The NEMS Coal Market Module (CMM) provides projections of U.S. coal production, consumption, exports, imports, distribution, and prices. The CMM comprises three functional areas: coal production, coal distribution, and coal exports.  A detailed description of the CMM is provided in the EIA publication, Coal Market Module of the National Energy Modeling System 2010, DOE/EIA-M060(2010) (Washington, DC, 2010). 

Key Assumptions 

Coal Production 

The coal production submodule of the CMM generates a different set of supply curves for the CMM for each year of the projection.  Forty separate supply curves are developed for each of 14 supply regions, nine coal types (unique combinations of thermal grade and sulfur content), and two mine types (underground and surface). Supply curves are constructed using an econometric formulation that relates the minemouth prices of coal for the supply regions and coal types to a set of independent variables.  The independent variables include: capacity utilization of mines, mining capacity, labor productivity, the user cost of capital of mining equipment, the cost of factor inputs (labor and fuel), and other mine supply costs. 

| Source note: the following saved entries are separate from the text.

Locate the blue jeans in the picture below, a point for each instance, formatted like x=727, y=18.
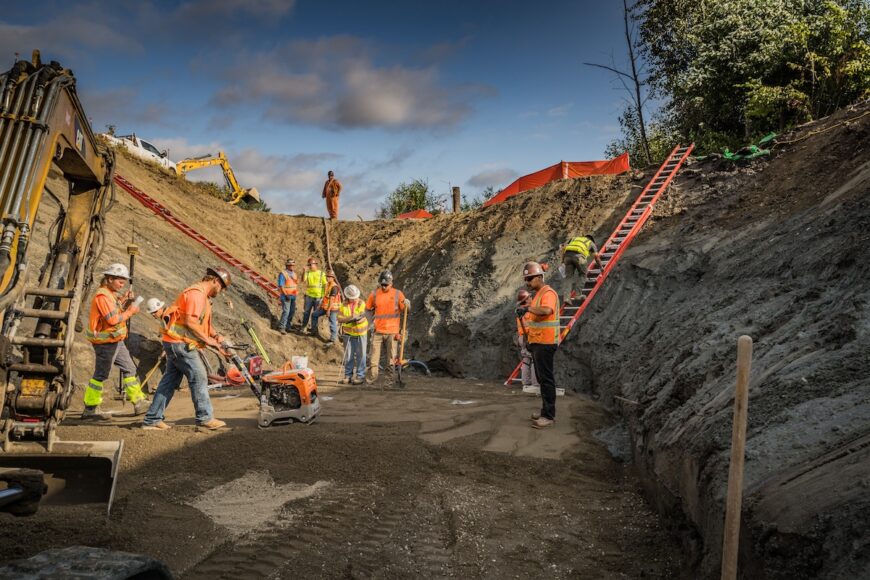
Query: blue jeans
x=333, y=322
x=355, y=356
x=288, y=309
x=311, y=307
x=181, y=363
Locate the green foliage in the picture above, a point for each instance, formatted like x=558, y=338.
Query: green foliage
x=733, y=68
x=410, y=196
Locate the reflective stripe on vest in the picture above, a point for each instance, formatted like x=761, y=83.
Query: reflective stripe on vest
x=99, y=331
x=544, y=331
x=581, y=245
x=355, y=328
x=289, y=288
x=314, y=287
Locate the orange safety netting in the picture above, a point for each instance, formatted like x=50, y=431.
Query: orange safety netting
x=562, y=170
x=416, y=214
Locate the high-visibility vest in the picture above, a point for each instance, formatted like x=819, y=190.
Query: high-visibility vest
x=386, y=311
x=581, y=245
x=100, y=330
x=315, y=283
x=289, y=288
x=177, y=330
x=331, y=303
x=544, y=329
x=354, y=328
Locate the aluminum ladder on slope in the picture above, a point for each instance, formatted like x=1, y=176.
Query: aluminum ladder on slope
x=270, y=287
x=614, y=247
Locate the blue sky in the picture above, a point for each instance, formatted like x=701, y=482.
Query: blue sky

The key assumptions underlying the coal production modeling are: 

  • As capacity utilization increases, higher minemouth prices for a given supply curve are projected.  The opportunity to add capacity is allowed within the modeling framework if capacity utilization rises to a pre-determined level, typically in the 80 percent range.  Likewise, if capacity utilization falls, mining capacity may be retired.  The amount of capacity that can be added or retired in a given year depends on the level of capacity utilization, the supply region, and the mining process (underground or surface).  The volume of capacity expansion permitted in a projection year is based upon historical patterns of capacity additions. 
  • Between 1980 and 1999, U.S. coal mining productivity increased at an average rate of 6.7 percent per year from 1.93 to 6.61 tons per miner per hour.  The major factors underlying these gains were interfuel price competition, structural change in the industry, and technological improvements in coal mining.[1] Since 1999, however, growth in overall U.S. coal mining productivity has slowed substantially, decreasing at a rate of 1.1 percent per year to 5.96 tons per miner hour in 2008.  By region, productivity in most of the coal producing basins represented in the CMM has declined some  during the past 5 years.  In the Central Appalachian coal basin, which has been mined extensively, productivity declined by a significant 33 percent between 1999 and 2008, corresponding to an average decline of 4.4 percent per year.  

Over the projection period, labor productivity is expected to decline in most coal supply regions, reflecting the trend of the previous five years. Higher stripping ratios and the added labor needed to maintain more extensive underground mines offset productivity gains achieved from improved equipment, automation, and technology. Productivity in some areas of the East is projected to decline as operations move from mature coalfields to marginal reserve areas.  Regulatory restrictions on surface mines and fragmentation of underground reserves limit the benefits that can be achieved by Appalachian producers from economies of scale.

In the CMM, different rates of productivity improvement are assumed for each of the 40 coal supply curves used to represent U.S. coal supply. These estimates are based on recent historical data and expectations regarding the penetration and impact of new coal mining technologies. [2] Data on labor productivity are provided on a quarterly and annual basis by individual coal mines and preparation plants on the U.S. Mine Safety and Health Administration’s Form 7000-2, “Quarterly Mine Employment and Coal Production Report” and the Energy Information Administration’s Form EIA-7A, Coal Production Report.  In the reference case, overall U.S. coal mining labor productivity declines at rate of 0.3 percent a year between 2008 and 2035.  Reference case projections of coal mining productivity by region are provided in Table 12.1. 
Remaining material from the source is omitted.